In August, 2019, David Sackler flew to Cleveland, where he presented a proposal to a coalition of public and private attorneys who were suing the company. Purdue was facing nearly three thousand lawsuits from states, cities, counties, Native American tribes, school districts, hospitals, and a host of other plaintiffs. The company had just narrowly avoided a trial by settling with the state of Oklahoma, for two hundred and seventy million dollars. But, at the time, Purdue was being sued by forty-five other states, and David Sackler offered to resolve all the cases against the company and the family in a single grand gesture. A wave of headlines reported the news: “PURDUE PHARMA OFFERS $10-12 BILLION TO SETTLE OPIOID CLAIMS.”

This seemed like a significant figure, but the headlines were misleading. According to a term sheet in which attorneys for the Sacklers and Purdue laid out the particulars of this proposed “comprehensive settlement,” the Sacklers were prepared to make a guaranteed contribution of only three billion dollars. Further funds could be secured, the family suggested, by selling its international businesses and by converting Purdue Pharma into a “public benefit corporation” that would continue to yield revenue—by selling OxyContin and other opioids—but would no longer profit the Sacklers personally. This was a discomfiting, and somewhat brazen, suggestion: the Sacklers were proposing to remediate the damage of the opioid crisis with funds generated by continuing to sell the drug that had initiated the crisis. At the same time, the term sheet suggested, Purdue would supply new drugs to treat opioid addiction and counteract overdoses—though the practicalities of realizing this initiative, and the Sacklers’ estimate that it would represent four billion dollars in value, remained distinctly speculative. (A family representative told me that the Sacklers want “to set aside divisive litigation based on misleading allegations to collaborate in working together to find real solutions that save lives.”)

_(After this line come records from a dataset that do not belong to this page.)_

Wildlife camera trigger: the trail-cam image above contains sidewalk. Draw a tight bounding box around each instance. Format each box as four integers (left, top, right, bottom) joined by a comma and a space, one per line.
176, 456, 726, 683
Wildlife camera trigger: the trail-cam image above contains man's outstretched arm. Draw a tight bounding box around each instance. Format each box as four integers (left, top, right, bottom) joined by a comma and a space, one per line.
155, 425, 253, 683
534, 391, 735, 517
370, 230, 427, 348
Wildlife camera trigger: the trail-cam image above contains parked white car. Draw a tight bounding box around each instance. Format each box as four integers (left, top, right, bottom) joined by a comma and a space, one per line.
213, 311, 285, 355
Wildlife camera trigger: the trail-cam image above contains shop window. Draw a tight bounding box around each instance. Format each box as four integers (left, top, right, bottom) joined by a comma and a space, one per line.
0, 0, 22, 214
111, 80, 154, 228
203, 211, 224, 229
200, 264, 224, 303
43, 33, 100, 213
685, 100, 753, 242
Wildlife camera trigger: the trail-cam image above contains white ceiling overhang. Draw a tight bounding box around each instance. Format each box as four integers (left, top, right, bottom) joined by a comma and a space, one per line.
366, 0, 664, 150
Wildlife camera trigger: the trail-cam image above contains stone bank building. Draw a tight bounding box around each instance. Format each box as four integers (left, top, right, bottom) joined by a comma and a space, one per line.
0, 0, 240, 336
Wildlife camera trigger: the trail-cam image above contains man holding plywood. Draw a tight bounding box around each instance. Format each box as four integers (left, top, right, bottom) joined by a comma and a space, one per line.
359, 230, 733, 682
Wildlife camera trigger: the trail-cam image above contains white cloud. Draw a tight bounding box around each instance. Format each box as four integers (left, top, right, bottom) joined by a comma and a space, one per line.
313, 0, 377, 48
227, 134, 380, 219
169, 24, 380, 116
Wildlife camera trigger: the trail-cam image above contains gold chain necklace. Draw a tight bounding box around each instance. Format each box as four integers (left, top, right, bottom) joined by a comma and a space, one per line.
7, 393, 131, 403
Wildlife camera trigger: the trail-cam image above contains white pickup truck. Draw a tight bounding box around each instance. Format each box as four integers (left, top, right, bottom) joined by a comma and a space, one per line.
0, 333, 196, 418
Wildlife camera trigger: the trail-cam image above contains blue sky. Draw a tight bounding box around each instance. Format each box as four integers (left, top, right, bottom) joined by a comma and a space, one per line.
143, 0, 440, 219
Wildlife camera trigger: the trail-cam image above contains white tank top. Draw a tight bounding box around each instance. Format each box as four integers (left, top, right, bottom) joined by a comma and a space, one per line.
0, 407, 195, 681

Roughly half of the states embraced the proposal. It was a great deal of money, and many states are reeling from the costs of the opioid crisis. But other attorneys general balked, complaining that the Sacklers were not contributing enough out of pocket. When they pushed the family to make a guaranteed contribution of four and a half billion dollars, the Sacklers refused to budge. According to Josh Stein, the attorney general of North Carolina, who negotiated directly with the family, their position was “take it or leave it.”

It might seem reckless for a family facing potentially ruinous legal exposure to issue such a stark ultimatum, but the Sacklers had an important piece of leverage. Even as David Sackler was making his offer in Cleveland, Purdue Pharma was preparing to file for bankruptcy. If the company declared bankruptcy, it would leave virtually every state—and thousands of other claimants—with no choice but to fight over Purdue’s remaining assets in bankruptcy court. Mary Jo White, who still represents the Sacklers, announced, “Purdue and the Sackler family members, given this litigation landscape, would like to resolve with the plaintiffs in a constructive way to get the monies to the communities that need them.” Take the money now, she warned, or the alternative would be to “pay attorneys’ fees for years and years and years to come.”